Segundos se passam. Uma brisa suave empurra o cabelo para fora do meu rosto. Eu olho diretamente para o sol recém-nascido, desafiando-o a queimar meus olhos.

— Kenji?

— Sim?

— Onde está Adam?

Balanço a cabeça. Dou de ombros.

— Você acha que vamos encontrá-lo? — ela pergunta, sua voz praticamente um sussurro.

Eu olho para cima.

Há um desejo lá – algo mais que preocupação geral em seu tom. Eu me viro completamente para encontrar seus olhos, mas ela não olha para mim.

Ela está repentinamente corando.

— Eu não sei, — eu digo a ela. — Acredito que sim.
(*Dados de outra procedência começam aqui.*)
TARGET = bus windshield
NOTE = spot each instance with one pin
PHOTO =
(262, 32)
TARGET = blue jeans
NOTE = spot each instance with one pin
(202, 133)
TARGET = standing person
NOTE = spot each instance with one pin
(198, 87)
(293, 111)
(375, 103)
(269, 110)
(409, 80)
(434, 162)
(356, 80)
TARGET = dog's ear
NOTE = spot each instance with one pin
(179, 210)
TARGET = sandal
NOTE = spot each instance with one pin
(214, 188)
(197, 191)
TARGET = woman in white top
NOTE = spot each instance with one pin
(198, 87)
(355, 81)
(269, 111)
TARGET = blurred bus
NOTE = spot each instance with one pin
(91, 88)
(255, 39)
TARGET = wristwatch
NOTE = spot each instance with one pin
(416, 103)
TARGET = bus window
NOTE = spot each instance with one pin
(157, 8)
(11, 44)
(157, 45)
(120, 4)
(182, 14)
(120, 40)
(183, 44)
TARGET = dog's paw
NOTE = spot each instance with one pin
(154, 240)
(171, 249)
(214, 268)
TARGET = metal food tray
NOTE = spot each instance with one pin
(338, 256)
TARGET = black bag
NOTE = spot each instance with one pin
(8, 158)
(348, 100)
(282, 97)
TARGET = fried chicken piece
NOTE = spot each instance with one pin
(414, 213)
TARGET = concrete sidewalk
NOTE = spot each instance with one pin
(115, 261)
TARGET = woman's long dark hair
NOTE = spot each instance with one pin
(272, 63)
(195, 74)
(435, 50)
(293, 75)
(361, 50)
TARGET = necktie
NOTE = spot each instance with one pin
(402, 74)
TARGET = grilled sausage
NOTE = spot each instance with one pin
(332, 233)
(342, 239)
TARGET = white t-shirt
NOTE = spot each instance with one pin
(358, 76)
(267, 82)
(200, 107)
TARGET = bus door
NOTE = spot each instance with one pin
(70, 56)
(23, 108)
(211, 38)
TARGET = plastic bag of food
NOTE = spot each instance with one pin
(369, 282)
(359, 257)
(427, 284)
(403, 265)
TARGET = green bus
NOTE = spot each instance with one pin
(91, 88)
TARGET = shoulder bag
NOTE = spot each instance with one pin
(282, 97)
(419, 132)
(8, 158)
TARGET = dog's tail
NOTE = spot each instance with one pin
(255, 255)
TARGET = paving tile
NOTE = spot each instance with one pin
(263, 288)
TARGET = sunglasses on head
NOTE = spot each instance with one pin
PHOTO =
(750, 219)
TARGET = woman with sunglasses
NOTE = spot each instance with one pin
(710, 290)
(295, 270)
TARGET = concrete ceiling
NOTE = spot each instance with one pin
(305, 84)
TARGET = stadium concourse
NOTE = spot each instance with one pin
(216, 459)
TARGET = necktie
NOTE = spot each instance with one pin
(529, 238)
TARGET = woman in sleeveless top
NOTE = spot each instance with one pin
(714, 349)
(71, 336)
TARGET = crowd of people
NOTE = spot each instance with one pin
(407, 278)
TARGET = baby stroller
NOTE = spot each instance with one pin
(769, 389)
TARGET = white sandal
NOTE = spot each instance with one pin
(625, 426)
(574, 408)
— Eu também, — ela diz suavemente.

Ela descansa a cabeça no meu ombro. Nós olhamos para longe. Deixamos o silêncio devorar nossos corpos.
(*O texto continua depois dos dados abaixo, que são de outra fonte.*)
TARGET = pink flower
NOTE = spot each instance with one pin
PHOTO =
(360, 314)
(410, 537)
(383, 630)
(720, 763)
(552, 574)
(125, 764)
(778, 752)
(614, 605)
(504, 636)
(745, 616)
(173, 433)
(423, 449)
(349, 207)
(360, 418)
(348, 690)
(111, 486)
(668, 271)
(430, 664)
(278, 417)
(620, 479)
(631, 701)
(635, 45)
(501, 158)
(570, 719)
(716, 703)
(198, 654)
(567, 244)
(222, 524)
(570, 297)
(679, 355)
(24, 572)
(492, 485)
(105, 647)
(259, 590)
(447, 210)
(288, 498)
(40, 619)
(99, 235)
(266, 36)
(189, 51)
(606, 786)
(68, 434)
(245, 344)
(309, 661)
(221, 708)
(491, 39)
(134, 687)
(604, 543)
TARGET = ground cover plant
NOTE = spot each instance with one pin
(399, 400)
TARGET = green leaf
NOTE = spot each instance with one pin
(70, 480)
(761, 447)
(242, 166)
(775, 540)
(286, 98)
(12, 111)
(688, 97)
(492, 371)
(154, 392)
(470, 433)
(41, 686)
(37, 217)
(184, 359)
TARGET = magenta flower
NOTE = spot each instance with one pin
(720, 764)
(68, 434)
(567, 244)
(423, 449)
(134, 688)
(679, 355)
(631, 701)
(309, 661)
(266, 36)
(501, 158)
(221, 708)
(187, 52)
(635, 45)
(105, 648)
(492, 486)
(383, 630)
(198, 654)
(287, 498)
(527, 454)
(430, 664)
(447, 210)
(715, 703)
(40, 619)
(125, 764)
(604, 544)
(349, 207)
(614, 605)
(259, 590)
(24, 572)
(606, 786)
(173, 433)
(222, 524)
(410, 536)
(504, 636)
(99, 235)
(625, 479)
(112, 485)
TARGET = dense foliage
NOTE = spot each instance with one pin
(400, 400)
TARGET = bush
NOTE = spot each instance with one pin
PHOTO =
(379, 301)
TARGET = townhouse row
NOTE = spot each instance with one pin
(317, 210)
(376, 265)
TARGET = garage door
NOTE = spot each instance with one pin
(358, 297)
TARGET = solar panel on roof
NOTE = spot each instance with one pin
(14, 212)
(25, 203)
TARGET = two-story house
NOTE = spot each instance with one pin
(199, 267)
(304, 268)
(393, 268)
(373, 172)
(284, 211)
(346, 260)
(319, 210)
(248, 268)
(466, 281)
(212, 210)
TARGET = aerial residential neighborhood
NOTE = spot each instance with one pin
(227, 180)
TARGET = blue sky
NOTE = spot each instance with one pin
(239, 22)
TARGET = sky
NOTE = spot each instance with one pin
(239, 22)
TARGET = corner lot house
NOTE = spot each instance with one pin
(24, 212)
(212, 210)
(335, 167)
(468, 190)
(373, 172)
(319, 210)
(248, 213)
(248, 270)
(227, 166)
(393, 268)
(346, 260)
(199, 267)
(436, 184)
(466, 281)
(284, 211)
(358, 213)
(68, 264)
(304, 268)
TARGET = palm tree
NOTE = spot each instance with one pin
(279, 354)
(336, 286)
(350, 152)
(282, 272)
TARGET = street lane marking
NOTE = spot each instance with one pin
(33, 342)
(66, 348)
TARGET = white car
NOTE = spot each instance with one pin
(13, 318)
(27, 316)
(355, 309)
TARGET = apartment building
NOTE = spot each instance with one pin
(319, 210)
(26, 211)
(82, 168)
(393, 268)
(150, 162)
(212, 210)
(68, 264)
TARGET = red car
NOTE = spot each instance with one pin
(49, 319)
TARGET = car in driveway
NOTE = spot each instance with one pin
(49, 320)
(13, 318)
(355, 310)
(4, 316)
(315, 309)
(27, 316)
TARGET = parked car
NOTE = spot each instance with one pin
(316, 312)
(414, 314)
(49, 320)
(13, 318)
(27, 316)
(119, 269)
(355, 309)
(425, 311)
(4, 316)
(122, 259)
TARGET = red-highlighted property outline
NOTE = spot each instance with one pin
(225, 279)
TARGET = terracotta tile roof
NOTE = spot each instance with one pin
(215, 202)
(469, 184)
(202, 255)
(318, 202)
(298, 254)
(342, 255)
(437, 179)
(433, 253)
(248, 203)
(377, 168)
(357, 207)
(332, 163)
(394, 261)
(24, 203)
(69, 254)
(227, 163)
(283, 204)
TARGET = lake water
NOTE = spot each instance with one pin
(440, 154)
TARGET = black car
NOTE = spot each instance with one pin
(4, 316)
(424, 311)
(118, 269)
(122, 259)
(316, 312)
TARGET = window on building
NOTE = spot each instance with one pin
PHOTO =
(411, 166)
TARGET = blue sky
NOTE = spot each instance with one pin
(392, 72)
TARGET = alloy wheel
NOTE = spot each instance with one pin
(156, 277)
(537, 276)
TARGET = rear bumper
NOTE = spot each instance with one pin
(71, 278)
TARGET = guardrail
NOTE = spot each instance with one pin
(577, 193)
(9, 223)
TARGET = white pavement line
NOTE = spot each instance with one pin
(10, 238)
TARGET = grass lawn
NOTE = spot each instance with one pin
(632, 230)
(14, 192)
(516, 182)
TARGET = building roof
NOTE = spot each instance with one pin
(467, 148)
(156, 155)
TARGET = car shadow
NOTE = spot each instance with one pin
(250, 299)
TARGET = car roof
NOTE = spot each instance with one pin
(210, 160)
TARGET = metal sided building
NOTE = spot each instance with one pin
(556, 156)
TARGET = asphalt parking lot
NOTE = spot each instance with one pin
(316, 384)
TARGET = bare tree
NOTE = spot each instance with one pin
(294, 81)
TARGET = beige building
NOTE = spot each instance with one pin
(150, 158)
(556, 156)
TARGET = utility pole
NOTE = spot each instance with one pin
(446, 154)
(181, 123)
— Você fez um trabalho incrível, a propósito. — Eu aceno para o vale abaixo. — Isso é lindo.

Alia realmente se superou. Ela e Winston.

Os monumentos que eles projetaram são simples e elegantes, feitos de pedra originária da própria terra.

E há dois.

Um pelas vidas perdidas aqui, no Santuário, dois dias atrás. O outro pelas vidas perdidas lá, no Ponto Ômega, dois meses atrás. A lista de nomes é longa. A injustiça de

tudo ruge através de mim.

Alia pega minha mão. Aperta.

Eu percebo que estou chorando.

Eu me afasto, me sentindo idiota, e Alia me solta, me dá espaço para me recuperar. Eu limpo meus olhos com força excessiva, com raiva de mim mesmo por desmoronar. Irritado comigo mesmo por estar decepcionado. Irritado comigo mesmo por sempre ter esperança.

Perdemos J.

Não temos certeza exatamente como isso aconteceu. Warner está praticamente em coma desde aquele dia, e obter informações dele é quase impossível. Mas parece que realmente nunca tivemos uma chance, no final. Um dos homens de Anderson tinha a capacidade sobrenatural de se clonar, e demoramos muito tempo para descobrir. Não podíamos entender por que a defesa deles de repente dobrava e triplicava, justo quando pensávamos que as estávamos desgastando. Mas acontece que Anderson tinha um suprimento inesgotável de soldados fictícios. Warner não conseguiu lidar com isso. Era a única coisa que ele falava repetidamente...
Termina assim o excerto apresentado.